In the last twenty years, in the words of Professor Ottmar Lipp (the opening speaker), there has been a “renaissance of emotion as a topic of psychological research and a changed view of emotion in the context of psychological functioning. Basically, what was regarded for a long time as a hindrance for optimal psychological functioning is now regarded as a prerequisite”. Amongst social scientists and humanities scholars, the study of emotions, historical and contemporary, has also been revitalized, with the establishment of many international university research centres. The long-running International Society for Research on Emotion (ISRE) has in 2009 established a refereed journal, Emotion Review, “to enhance debate about critical issues in emotion theory and research … across a wide interdisciplinary field”. Despite these developments, there has been little dialogue in the Australian university system between practitioners working on the subject from their widely different disciplinary backgrounds.

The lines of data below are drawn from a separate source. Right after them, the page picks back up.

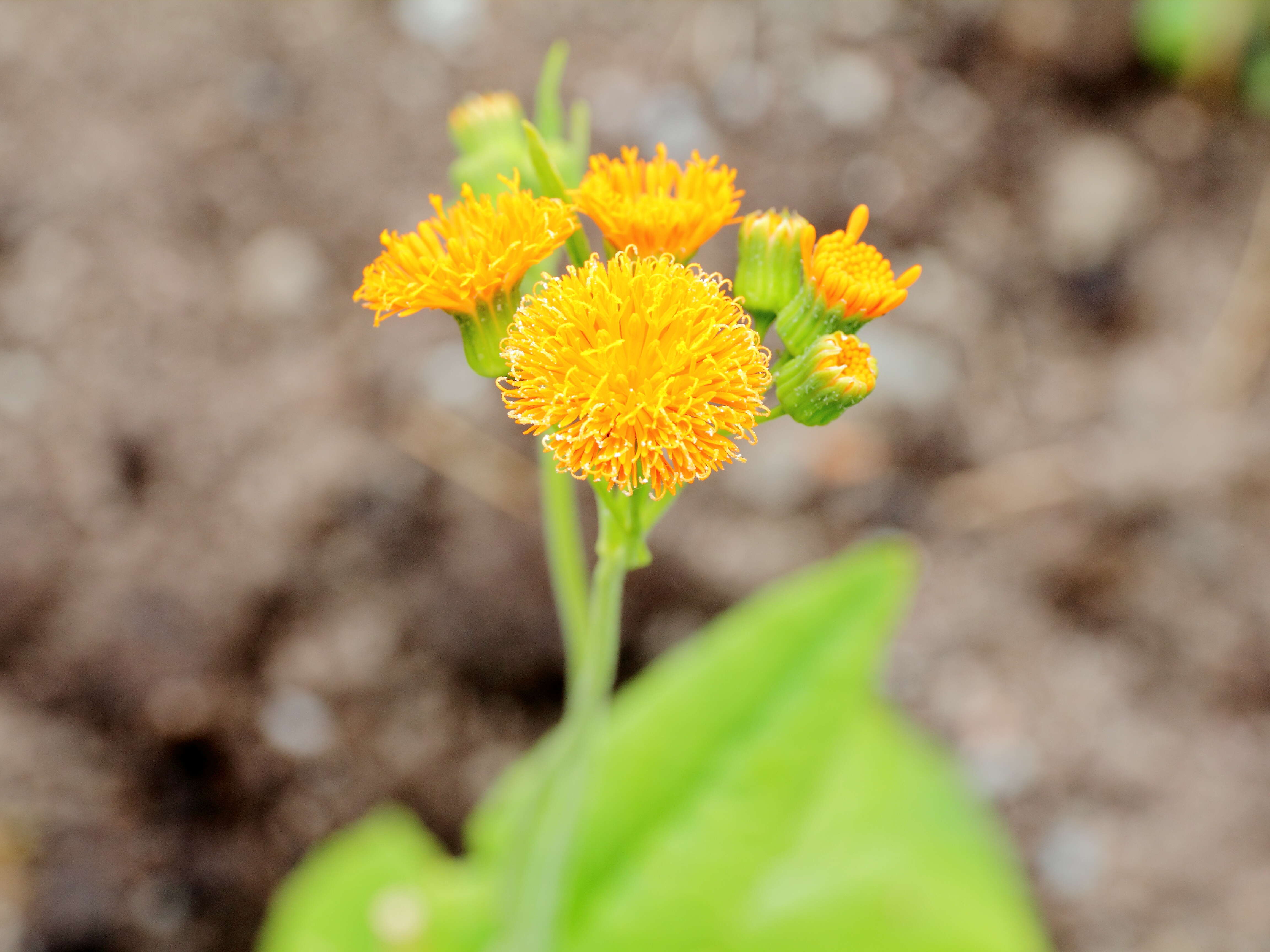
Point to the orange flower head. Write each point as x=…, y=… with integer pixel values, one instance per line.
x=641, y=371
x=657, y=206
x=468, y=256
x=847, y=272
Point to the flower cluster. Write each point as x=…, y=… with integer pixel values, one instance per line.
x=638, y=369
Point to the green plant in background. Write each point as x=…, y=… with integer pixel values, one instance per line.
x=1222, y=44
x=750, y=790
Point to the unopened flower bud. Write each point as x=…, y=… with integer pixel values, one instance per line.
x=834, y=374
x=479, y=122
x=770, y=262
x=846, y=283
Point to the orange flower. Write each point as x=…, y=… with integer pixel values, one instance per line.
x=655, y=205
x=641, y=371
x=844, y=271
x=836, y=372
x=467, y=256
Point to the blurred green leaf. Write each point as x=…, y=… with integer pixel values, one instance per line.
x=548, y=108
x=1256, y=83
x=380, y=885
x=1194, y=40
x=755, y=795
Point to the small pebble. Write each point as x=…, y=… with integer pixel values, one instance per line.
x=298, y=724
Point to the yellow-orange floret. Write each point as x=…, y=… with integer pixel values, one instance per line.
x=847, y=365
x=657, y=206
x=477, y=249
x=642, y=371
x=845, y=271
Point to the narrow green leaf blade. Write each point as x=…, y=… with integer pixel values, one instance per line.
x=548, y=108
x=553, y=187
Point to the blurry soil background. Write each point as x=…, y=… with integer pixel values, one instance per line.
x=263, y=565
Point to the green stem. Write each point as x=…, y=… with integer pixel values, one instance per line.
x=535, y=913
x=567, y=562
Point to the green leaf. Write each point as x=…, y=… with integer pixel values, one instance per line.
x=378, y=885
x=548, y=110
x=754, y=794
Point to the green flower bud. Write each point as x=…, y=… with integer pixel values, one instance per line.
x=835, y=372
x=484, y=332
x=770, y=262
x=483, y=121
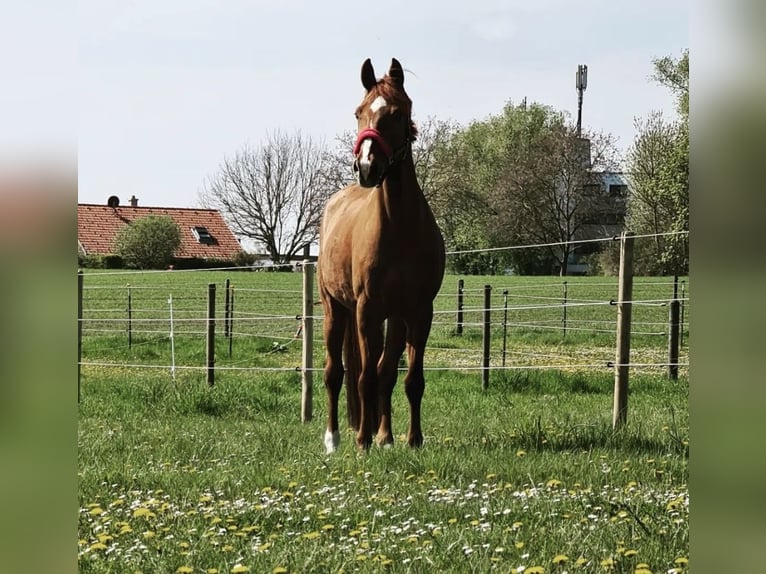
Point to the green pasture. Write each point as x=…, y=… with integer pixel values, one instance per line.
x=527, y=476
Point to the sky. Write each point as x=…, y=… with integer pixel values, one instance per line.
x=167, y=89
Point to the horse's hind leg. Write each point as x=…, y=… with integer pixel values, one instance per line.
x=414, y=381
x=336, y=318
x=387, y=372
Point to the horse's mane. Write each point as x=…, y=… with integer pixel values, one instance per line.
x=387, y=88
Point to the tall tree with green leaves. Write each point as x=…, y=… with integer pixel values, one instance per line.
x=658, y=168
x=148, y=242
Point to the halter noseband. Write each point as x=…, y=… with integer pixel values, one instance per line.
x=393, y=156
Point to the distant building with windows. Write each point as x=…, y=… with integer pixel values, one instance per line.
x=204, y=233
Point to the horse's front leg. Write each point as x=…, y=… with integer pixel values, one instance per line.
x=370, y=336
x=388, y=367
x=414, y=381
x=336, y=319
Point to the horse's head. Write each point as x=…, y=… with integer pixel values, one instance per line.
x=385, y=128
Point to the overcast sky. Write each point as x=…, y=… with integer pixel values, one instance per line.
x=168, y=88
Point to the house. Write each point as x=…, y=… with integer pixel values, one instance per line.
x=204, y=233
x=607, y=220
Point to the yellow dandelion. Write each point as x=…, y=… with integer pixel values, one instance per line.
x=143, y=511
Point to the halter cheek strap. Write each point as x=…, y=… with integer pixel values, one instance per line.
x=375, y=135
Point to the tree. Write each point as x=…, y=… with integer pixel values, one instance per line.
x=274, y=194
x=658, y=167
x=538, y=183
x=148, y=242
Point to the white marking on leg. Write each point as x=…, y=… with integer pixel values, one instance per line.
x=331, y=441
x=378, y=103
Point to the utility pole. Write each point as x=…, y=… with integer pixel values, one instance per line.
x=581, y=82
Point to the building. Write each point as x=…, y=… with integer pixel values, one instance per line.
x=204, y=233
x=607, y=220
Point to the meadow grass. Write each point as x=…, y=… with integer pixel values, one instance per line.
x=527, y=476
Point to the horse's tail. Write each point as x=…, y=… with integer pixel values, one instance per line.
x=352, y=357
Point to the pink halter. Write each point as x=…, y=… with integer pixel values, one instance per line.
x=376, y=136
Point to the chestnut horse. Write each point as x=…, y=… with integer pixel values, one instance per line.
x=381, y=263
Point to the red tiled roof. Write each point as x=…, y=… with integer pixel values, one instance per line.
x=97, y=226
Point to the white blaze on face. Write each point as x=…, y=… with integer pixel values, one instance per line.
x=364, y=160
x=378, y=103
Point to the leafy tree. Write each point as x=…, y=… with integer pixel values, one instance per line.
x=148, y=242
x=535, y=180
x=274, y=194
x=658, y=167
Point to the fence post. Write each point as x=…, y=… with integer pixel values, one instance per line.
x=624, y=313
x=564, y=310
x=130, y=318
x=307, y=361
x=211, y=334
x=486, y=335
x=79, y=329
x=505, y=322
x=681, y=320
x=459, y=327
x=673, y=329
x=226, y=329
x=231, y=318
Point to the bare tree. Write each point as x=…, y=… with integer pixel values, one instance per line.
x=273, y=194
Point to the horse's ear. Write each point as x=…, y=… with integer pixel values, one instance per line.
x=395, y=72
x=368, y=75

Although opening up such a dialogue will be challenging, the opportunities it offers for extending our conceptual and methodological approaches to the emotions are exciting and important. In the words of James A. Russell and Lisa Feldman Barrett in Emotion Review, “For humans to understand their place in the world, we need to understand the nature of emotion. Such understanding will occur only when scholars from different national and cultural backgrounds, different disciplines, and different points of view can communicate their ideas and scholarly investigations to one another and consider perspectives that are different from their own. We must work toward a common language and understanding.”

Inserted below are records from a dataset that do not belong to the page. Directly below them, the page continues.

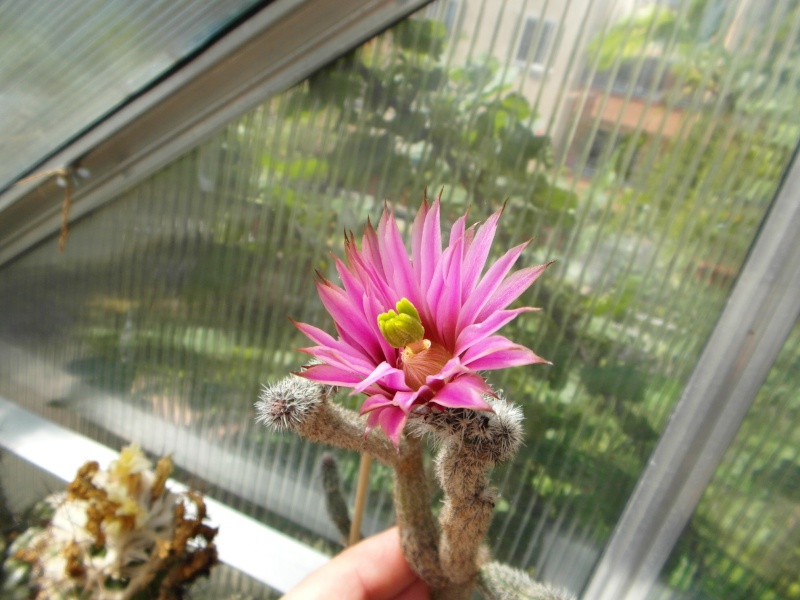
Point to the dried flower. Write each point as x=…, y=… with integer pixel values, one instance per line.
x=117, y=533
x=415, y=330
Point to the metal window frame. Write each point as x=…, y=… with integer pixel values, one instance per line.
x=751, y=331
x=276, y=48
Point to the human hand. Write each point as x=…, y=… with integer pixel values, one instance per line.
x=373, y=569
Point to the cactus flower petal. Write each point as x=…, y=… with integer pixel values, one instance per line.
x=415, y=329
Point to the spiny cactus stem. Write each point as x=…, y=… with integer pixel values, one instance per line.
x=302, y=406
x=418, y=532
x=467, y=511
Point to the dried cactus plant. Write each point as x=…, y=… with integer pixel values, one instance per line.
x=415, y=334
x=115, y=534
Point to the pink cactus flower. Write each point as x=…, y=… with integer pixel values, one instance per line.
x=415, y=331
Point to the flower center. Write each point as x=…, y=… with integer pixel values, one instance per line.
x=419, y=357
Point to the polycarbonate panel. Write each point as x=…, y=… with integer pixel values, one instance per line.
x=744, y=539
x=66, y=64
x=639, y=148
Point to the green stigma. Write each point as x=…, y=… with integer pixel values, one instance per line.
x=402, y=327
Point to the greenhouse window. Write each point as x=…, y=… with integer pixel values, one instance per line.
x=153, y=253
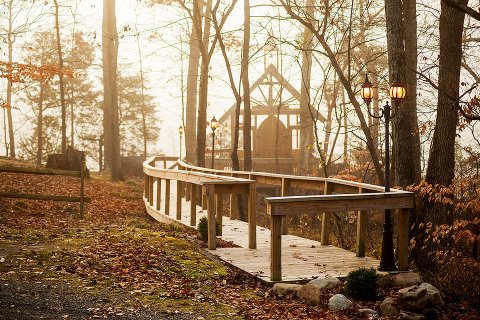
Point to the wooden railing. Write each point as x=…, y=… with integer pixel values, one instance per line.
x=213, y=188
x=82, y=199
x=278, y=207
x=335, y=195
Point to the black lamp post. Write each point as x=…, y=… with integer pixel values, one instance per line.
x=180, y=131
x=213, y=126
x=397, y=93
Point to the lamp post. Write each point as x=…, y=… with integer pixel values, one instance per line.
x=397, y=94
x=180, y=131
x=213, y=126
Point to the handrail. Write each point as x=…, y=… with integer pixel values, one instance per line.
x=361, y=197
x=278, y=207
x=213, y=187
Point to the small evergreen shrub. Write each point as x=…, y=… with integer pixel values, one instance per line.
x=362, y=284
x=203, y=228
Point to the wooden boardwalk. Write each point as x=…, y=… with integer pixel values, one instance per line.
x=302, y=259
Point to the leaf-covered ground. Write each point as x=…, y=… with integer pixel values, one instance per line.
x=117, y=262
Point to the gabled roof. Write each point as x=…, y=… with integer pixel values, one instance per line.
x=271, y=70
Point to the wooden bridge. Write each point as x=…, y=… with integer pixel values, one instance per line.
x=271, y=254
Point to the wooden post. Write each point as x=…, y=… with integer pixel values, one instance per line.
x=211, y=209
x=150, y=190
x=220, y=212
x=188, y=193
x=167, y=197
x=179, y=199
x=193, y=204
x=159, y=193
x=275, y=247
x=285, y=192
x=403, y=238
x=325, y=239
x=361, y=230
x=82, y=188
x=233, y=207
x=252, y=216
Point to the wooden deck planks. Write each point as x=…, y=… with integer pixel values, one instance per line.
x=302, y=259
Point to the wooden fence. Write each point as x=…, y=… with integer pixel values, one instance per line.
x=44, y=171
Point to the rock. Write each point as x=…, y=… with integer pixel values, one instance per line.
x=388, y=307
x=326, y=283
x=411, y=316
x=407, y=279
x=420, y=298
x=312, y=291
x=283, y=289
x=339, y=302
x=383, y=280
x=367, y=312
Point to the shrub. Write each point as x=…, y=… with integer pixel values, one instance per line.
x=362, y=284
x=203, y=228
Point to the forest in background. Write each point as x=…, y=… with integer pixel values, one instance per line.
x=49, y=83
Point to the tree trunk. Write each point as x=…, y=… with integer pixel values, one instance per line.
x=62, y=88
x=192, y=85
x=306, y=126
x=402, y=123
x=441, y=161
x=346, y=84
x=203, y=94
x=110, y=107
x=40, y=126
x=247, y=114
x=10, y=40
x=142, y=92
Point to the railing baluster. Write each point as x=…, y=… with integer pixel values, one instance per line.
x=193, y=204
x=167, y=196
x=179, y=199
x=403, y=242
x=252, y=216
x=285, y=192
x=159, y=193
x=211, y=209
x=220, y=212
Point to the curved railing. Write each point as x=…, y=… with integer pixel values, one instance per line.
x=334, y=195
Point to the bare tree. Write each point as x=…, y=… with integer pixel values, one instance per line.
x=441, y=161
x=62, y=87
x=110, y=107
x=16, y=11
x=247, y=113
x=297, y=12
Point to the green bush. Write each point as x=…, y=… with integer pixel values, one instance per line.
x=362, y=284
x=203, y=228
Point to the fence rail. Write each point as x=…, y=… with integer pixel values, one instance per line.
x=334, y=195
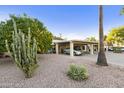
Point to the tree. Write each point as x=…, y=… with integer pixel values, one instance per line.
x=91, y=39
x=101, y=60
x=38, y=30
x=116, y=36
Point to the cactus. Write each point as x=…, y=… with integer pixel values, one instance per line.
x=23, y=50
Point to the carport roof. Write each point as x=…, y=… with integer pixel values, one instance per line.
x=76, y=41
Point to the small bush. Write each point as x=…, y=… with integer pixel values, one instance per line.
x=117, y=50
x=77, y=72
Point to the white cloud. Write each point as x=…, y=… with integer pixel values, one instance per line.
x=71, y=36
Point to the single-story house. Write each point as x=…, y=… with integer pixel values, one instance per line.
x=60, y=45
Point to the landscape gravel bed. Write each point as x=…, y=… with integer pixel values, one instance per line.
x=52, y=74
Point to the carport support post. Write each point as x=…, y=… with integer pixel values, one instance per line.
x=91, y=49
x=71, y=49
x=57, y=48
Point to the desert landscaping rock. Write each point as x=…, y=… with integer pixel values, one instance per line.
x=52, y=73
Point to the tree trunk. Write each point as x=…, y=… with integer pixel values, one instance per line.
x=101, y=60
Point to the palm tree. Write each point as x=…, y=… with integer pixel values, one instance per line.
x=101, y=60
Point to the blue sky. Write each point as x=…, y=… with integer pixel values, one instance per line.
x=73, y=22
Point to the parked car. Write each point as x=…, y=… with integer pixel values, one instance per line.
x=76, y=52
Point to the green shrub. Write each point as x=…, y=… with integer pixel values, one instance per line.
x=117, y=50
x=77, y=72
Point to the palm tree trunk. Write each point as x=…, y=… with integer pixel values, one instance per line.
x=101, y=60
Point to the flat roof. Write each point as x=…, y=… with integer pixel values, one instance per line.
x=76, y=41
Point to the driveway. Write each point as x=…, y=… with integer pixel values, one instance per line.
x=52, y=73
x=113, y=58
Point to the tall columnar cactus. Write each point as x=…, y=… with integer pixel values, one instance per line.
x=24, y=51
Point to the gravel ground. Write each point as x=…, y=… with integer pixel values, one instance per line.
x=52, y=74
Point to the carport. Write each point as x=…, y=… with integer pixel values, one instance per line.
x=84, y=46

The main questions to be considered in the Workshop are:
- To what extent are emotions, as they are understood or experienced, affected by distinct social and cultural contexts? Can distinctions be drawn, for instance, between modern and pre-modern forms of anger?
- Do societies undergo changes in emotional regimes (for instance, the dominance of particular emotions, such as fear, or aggression)? If so, what drives these changes?

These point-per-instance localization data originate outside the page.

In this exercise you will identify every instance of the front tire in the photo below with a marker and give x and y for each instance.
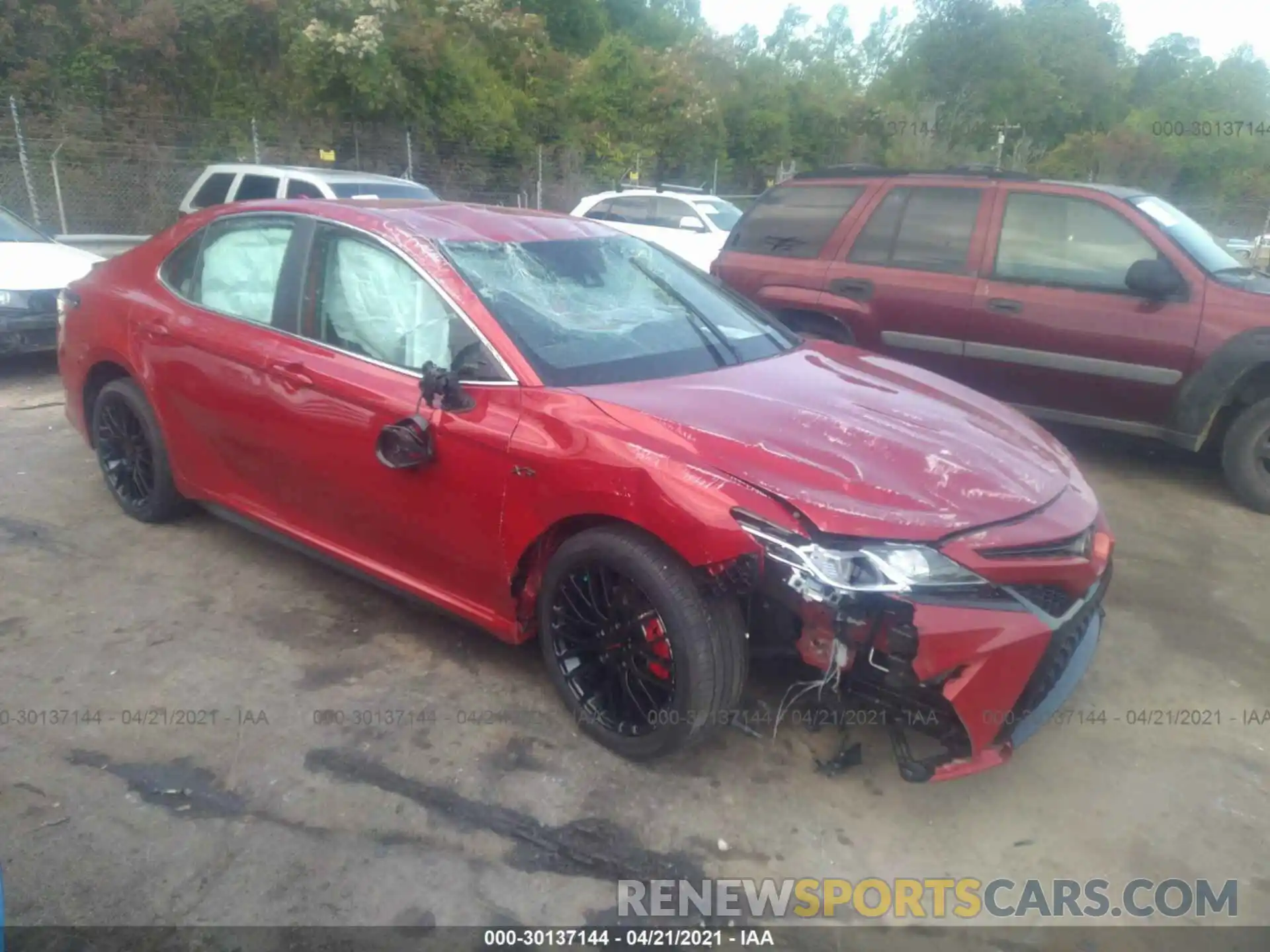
(1246, 456)
(643, 660)
(132, 454)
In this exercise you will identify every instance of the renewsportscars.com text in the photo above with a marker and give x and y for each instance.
(966, 898)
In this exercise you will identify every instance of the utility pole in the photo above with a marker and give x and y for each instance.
(1001, 140)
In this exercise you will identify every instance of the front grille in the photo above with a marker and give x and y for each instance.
(1056, 658)
(1071, 547)
(1050, 600)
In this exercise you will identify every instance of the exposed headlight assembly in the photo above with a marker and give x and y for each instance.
(869, 567)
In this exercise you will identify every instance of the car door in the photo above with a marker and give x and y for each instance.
(206, 343)
(906, 281)
(1054, 325)
(370, 319)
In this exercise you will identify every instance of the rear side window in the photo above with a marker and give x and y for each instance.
(253, 187)
(793, 221)
(240, 267)
(923, 229)
(632, 211)
(214, 190)
(299, 188)
(600, 212)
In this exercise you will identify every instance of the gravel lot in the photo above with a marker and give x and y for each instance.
(265, 816)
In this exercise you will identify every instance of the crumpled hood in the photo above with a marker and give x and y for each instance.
(859, 444)
(42, 266)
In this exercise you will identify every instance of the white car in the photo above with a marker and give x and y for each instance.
(33, 270)
(689, 222)
(239, 182)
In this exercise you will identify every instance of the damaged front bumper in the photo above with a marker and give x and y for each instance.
(959, 678)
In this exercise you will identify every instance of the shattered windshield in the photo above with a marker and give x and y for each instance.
(613, 310)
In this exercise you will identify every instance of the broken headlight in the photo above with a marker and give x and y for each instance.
(865, 567)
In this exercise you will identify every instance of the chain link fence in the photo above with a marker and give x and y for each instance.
(117, 172)
(114, 172)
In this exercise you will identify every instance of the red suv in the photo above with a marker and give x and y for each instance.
(1082, 303)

- How can scholars in the social sciences and humanities benefit from the methodologies and findings of modern scientific research into the emotions? For instance, how might the historical understanding of past mentalities relate to modern neuroscience and physiology?
To open up debate, and to offer some common grounds for discussion, the Workshop will be based on Issue and Response sessions in which scholars from different disciplines, and at differing stages of their careers, briefly present a problem or issue relating to the study of the emotions which they perceive as important, illustrating it as necessary with accessible reference to their research (15 minutes; 25 minutes in the case of Professor Lipp’s opening paper on the bio-psychology of fear). Two scholars will respond from differing disciplinary viewpoints (10 minutes each), followed by a group discussion (35 minutes). Three other sessions allow general discussion of the major questions of the symposium.
All papers and responses will be circulated to Workshop participants in advance, to allow for informed and specific interaction within the various sessions.
We have also extended an invitation to the president of the ISRE, Professor W. Gerrod Parrott, to attend the Workshop, supported by funds from UWA’s Rutherford Memorial Centre for Advancement of Research on Emotions, directed by Professor Colin MacLeod, another participant. If Professor Parrott can take part, he will bring very valuable experience on the development of interdisciplinarity in emotions research.